Excited to be on board and off on our travels again.

There were few passengers at the passenger terminal, as most people were crossing with cars, and there were also a lot of trucks crossing to the continent. Long distance truckers seem to be a hardy, hard drinking, lot and there seems to be a sense of camaraderie among them – those we came across on the crossing from Italy to Greece seemed to have the same brash approach to things as those on the UK-Holland ferry. They have their own separate areas on the boat, including a ‘tuckers only’ canteen and bar.

Having checked in we were taken by bus to the ferry, and climbed up from the car deck to where our cabins were waiting. I’d booked an outside cabin for 2, but we had been upgraded to a family room, which consisted of a double bed with a single bunk above it, plus another set of bunk beds. Everything was clean, shiny and new seeming. The shower was large, and the bathroom itself small but perfectly functional. There was also a desk and chair, a flat screen Tv, and controls for the room temperature. This was all pretty much wasted on us, as we dumped out bags and headed out for a quick explore of the boat before bed.

There were 2 restaurants, but we had already eaten and so we headed first to the shop, where I bought a cheap watch as mine had gone completely haywire, and Lauren spent some of her money on a magnet. She is collecting badges, magnets and postcards from every country we go to.

After discussing our travels at length with the bored Dutch guy on the till, we headed outside to watch the loading of the trucks, and enjoy the fairly chilly sea breeze. The outside area had a bar and even a volleyball pitch, but we were the only ones outside.

The ship wasn’t due to sail until 23.00, which was midnight Dutch time, and would dock in Holland at 0800 Dutch time so Lauren reluctantly agreed we should go to bed before sailing. While it would have been nice and romantic to watch the lights of the UK slowly disappearing into the night, I wanted to make the most of a day in Amsterdam, and Lauren was also starting with a sore throat, so pragmatism prevailed.

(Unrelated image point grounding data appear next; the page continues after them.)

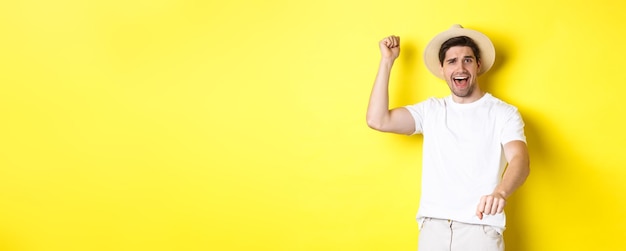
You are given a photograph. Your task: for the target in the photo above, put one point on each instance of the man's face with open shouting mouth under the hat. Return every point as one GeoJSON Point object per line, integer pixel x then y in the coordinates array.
{"type": "Point", "coordinates": [460, 70]}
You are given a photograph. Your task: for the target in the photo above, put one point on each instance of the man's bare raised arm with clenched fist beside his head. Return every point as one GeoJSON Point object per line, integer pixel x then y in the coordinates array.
{"type": "Point", "coordinates": [379, 116]}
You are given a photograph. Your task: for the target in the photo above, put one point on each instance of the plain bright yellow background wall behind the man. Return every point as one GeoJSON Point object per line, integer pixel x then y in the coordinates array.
{"type": "Point", "coordinates": [240, 125]}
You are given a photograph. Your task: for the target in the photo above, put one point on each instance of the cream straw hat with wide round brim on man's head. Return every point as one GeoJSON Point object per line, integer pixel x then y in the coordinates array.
{"type": "Point", "coordinates": [431, 53]}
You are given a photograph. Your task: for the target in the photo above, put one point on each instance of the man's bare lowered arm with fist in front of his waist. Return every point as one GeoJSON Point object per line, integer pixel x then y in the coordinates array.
{"type": "Point", "coordinates": [516, 154]}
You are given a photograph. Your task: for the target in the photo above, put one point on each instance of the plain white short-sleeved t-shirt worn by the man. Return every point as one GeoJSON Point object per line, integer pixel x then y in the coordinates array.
{"type": "Point", "coordinates": [463, 157]}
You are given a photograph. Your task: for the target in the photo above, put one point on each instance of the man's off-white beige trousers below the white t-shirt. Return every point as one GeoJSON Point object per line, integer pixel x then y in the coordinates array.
{"type": "Point", "coordinates": [448, 235]}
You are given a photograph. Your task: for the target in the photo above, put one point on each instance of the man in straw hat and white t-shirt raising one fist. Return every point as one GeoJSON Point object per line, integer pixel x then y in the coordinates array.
{"type": "Point", "coordinates": [474, 150]}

The next morning we enjoyed the approach to the Hook of Holland as the sun rose, mist hanging below us as we were overtaken by container ships and surrounded on both sides by windmills looming out of the gloom, cranes and all sorts of boats.


We docked dead on time, and after some pretty relaxed immigration and customs guys, were free to jump on a bus to the nearby town where we would continue our journey to Amsterdam.